We will never be able to visit all those pages. Yet what seems most astounding is that such estimations simply concern what has been labeled the “Indexed Web” or the “Shallow Web”. Search engineers feel there are hundreds of billions more undiscovered Web pages stored in walled off collections referred to as the Unsearchable Web or the Dark Web. Such unreachable archives host on-site search tools and could be blocked by restricted memberships, or they may be blocking crawlers. The deep Web needs specialized search engines that make it possible to delve into the remote content from the unsearchable Web.
Spanning the gulf between the two Webs, existing side-by-side with each other, is the crossroads of public information. Most often known as ‘public records’, public databases offer simple to complex search capability and yet still are opened up by other proprietary background records search offerings. Per the background records blogger on www.recordsbackground.com, searchers may access hundreds of Web-based public records archives.
Public records are found in government records databases or they may be part of commercial archives, such as telephone directories, business directories, resume databases, and others. Even your simple archive for resumes provides a type of people resource publication. However, many of us correlate “public records” with government databases.

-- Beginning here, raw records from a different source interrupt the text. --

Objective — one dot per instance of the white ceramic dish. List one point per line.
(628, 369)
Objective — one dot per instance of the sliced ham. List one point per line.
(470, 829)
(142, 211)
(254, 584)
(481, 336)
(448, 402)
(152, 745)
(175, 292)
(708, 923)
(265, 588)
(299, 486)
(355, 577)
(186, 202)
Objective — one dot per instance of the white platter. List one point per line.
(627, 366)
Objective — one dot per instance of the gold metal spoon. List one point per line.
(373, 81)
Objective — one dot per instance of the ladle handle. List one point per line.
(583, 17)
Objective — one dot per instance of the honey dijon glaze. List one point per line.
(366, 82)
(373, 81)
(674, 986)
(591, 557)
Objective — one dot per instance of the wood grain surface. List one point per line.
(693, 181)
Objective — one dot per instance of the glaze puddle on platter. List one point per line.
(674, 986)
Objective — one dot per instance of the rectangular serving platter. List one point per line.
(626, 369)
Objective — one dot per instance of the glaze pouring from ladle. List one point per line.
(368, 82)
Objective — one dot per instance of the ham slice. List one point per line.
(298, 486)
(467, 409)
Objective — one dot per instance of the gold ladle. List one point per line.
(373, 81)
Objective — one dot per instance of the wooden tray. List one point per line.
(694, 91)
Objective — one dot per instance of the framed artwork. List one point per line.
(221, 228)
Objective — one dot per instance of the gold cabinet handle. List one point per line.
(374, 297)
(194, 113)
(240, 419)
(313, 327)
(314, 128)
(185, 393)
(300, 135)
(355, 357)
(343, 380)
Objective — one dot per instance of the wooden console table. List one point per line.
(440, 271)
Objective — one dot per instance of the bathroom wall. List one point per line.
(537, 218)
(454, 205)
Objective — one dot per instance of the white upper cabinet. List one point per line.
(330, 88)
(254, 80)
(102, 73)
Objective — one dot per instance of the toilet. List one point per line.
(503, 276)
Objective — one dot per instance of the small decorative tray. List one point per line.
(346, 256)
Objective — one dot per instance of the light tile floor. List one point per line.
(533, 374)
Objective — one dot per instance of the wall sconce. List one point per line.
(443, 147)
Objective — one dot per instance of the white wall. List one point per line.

For those who need to search in the public data for more information about a potential client, maybe to do a quick background check, you may not have time or you lack the means to search so much data. This is why the background information search industry has emerged as a growth industry. Some estimates put the industry’s sales in billions of USD. Discovering untold volumes of public records offered just for United States citizens alone seems far beyond the resources of most of us. Your favorite search engine hardly touches the volume of the data universe. Many educational Websites discuss the nature of and quality of background checks.
Information archives resembling RecordsBackground.com help us grasp the environment surrounding public records and figure out what to do next.